Wednesday, October 17, 2012

Jakob The Liar

File:Jakob the liar poster.jpgJokob The Liar, a 1999 American tragicomedy film directed by Peter Kassovitz is a remake film of 1975 East German-Czechoslovakian Holocaust film Jacob the Liar directed by Frank Beyer and based on the eponymous novel by Jurek Becker published in 1969.

The name "Jacob" is related to Jewish history and culture. In the biblical story of Jacob, from the Book of Genesis, Jacob tells a lie to his father Isaac in order to steal the first-born birth-right from his older brother Esau. According to classic Jewish texts, Jacob lived a life that paralleled the descent of his offspring, the Jewish people, into the darkness of exile.

During World War II in Nazi occupied Poland of early 1944, a Polish-Jewish shop keeper named Jakob Heym (Robin Williams) is summoned to Ghetto headquarters on a charge he broke the curfew. While waiting for the German Kommondant, Jakob overhears a German radio broadcast about Russian troop movements and the defeats of the German Army. Returned to the Ghetto, Jakob shares his information with a friend Mischa (Liev Schreiber) who wants to risk his life by escaping. Mischa eventually spreads the lie out that Jakob possesses a radio since no one will believe he went to the Ghetto office and came back alive.

Jakob is now forced to become creative to tell favorable tales of information from "his secret radio". He has to provide new items of fictional news each day in order to help maintain the peace and hope and prevent despair from returning to the Ghetto. However, the Gestapo get wing of the stories, they become convinced that someone has communications equipment stashed away somewhere and they demand the person with the radio to give himself up or risk hostages being killed. Jakob surrenders himself to the Germans and tells them that he had only listened to the radio inside German Kommondant's office. He is ordered to announce publicly that this was all a lie but Jakob refuses to tell the truth when presented to the public and he is shot before he can make his own speech.
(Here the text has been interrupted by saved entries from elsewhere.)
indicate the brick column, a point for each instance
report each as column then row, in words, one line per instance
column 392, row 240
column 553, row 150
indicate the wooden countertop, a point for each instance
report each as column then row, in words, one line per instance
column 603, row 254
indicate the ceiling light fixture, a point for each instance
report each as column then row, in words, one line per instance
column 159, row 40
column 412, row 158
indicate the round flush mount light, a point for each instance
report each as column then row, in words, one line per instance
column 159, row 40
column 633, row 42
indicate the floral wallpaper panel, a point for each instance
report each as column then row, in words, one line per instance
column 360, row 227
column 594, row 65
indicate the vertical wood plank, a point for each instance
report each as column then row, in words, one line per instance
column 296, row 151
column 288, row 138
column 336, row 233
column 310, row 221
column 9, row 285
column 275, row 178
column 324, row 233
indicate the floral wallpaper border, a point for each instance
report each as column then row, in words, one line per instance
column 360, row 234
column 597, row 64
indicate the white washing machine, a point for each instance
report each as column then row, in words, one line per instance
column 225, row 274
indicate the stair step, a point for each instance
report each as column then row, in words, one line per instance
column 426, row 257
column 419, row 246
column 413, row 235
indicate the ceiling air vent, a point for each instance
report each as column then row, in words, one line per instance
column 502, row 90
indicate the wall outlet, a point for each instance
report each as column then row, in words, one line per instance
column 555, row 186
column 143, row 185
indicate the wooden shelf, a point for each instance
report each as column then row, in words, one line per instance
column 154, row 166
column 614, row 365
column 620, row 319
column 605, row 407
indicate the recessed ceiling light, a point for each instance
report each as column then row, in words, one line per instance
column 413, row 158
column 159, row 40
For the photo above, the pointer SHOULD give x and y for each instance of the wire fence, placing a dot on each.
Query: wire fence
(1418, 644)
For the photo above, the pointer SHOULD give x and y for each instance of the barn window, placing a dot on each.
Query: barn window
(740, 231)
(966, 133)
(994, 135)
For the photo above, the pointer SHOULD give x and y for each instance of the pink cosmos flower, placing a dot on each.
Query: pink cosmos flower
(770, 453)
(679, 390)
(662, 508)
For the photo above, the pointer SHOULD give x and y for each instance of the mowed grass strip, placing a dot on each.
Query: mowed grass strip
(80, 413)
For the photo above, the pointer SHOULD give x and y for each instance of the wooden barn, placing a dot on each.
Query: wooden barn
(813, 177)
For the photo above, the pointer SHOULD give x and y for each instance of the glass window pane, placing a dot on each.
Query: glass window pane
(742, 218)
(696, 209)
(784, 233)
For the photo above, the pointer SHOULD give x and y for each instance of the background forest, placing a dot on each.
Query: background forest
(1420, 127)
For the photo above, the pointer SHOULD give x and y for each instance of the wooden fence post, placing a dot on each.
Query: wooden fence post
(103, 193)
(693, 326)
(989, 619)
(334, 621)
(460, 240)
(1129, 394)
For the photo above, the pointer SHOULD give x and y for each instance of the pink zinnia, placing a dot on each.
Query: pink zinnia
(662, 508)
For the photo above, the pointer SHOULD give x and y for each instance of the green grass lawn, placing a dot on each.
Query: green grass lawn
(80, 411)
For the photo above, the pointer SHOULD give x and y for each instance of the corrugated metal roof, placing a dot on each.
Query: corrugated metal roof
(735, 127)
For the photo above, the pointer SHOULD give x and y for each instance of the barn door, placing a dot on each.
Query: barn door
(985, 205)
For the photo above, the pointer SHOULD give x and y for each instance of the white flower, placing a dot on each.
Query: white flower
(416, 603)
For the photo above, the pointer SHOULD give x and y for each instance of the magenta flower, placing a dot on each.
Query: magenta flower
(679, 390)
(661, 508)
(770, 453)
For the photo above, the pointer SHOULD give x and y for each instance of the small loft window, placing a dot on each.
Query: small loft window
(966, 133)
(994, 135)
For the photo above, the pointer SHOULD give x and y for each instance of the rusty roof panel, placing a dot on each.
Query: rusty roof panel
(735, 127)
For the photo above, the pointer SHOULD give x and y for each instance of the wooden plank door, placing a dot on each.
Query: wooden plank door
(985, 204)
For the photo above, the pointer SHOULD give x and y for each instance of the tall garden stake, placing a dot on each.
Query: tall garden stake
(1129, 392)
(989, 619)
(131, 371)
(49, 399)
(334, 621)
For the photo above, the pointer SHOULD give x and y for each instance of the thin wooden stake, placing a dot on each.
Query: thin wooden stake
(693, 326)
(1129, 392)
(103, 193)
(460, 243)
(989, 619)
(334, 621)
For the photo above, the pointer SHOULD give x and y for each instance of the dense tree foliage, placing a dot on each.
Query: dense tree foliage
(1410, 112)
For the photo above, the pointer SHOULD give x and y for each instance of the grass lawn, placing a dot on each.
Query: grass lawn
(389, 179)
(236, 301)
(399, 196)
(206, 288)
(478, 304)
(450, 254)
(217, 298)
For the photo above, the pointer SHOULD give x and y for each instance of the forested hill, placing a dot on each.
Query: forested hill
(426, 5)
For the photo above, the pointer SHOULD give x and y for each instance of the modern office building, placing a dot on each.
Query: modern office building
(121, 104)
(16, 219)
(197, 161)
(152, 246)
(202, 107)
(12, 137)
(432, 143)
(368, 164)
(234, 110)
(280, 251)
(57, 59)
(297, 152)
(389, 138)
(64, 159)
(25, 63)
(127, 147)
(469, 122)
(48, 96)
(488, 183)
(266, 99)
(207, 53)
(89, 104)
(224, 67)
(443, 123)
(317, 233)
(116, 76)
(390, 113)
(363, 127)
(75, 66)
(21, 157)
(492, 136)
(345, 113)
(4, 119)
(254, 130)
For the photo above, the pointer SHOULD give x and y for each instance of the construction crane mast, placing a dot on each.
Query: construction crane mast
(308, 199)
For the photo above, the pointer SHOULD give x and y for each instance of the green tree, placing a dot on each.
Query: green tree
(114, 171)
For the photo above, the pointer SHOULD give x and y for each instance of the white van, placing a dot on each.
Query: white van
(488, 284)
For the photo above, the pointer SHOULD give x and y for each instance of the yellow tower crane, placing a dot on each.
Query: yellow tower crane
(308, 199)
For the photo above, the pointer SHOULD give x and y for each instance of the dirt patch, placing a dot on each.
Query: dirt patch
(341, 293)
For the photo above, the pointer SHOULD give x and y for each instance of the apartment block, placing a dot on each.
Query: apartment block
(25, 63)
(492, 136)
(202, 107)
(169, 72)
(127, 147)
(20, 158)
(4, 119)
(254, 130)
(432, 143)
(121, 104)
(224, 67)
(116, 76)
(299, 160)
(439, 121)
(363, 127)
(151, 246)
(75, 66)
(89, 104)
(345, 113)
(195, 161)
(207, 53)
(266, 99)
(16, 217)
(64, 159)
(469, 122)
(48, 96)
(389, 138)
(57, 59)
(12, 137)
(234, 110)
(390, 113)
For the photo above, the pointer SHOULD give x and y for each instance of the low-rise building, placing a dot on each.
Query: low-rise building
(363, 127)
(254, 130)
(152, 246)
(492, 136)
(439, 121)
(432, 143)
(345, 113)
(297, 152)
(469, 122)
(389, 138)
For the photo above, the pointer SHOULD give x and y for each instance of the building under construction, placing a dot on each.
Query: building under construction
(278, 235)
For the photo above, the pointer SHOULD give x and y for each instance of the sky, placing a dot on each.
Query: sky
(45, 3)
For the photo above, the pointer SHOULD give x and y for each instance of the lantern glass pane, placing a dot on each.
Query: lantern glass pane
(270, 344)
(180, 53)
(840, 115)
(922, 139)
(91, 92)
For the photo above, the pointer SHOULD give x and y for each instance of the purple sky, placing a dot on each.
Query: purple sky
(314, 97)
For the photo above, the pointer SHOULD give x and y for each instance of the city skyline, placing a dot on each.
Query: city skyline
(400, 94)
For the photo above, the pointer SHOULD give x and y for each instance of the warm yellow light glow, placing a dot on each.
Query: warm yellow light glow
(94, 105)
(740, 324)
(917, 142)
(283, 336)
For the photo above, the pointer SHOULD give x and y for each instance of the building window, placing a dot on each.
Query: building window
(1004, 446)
This is an old firm but still worth watching it again. Many Jewish prisoners died in the concentration camp through deliberate maltreatment, disease, starvation and overwork or were executed as unfit for labor. Jakob the Liar shows another tragic aspect of the Holocaust and in the film, many have attempts to hang themselves or risk their life escaping to end the situation cause they do not see a future but Jakob with his own individual's unique attempt brings hope and faith alive in the desperate situation.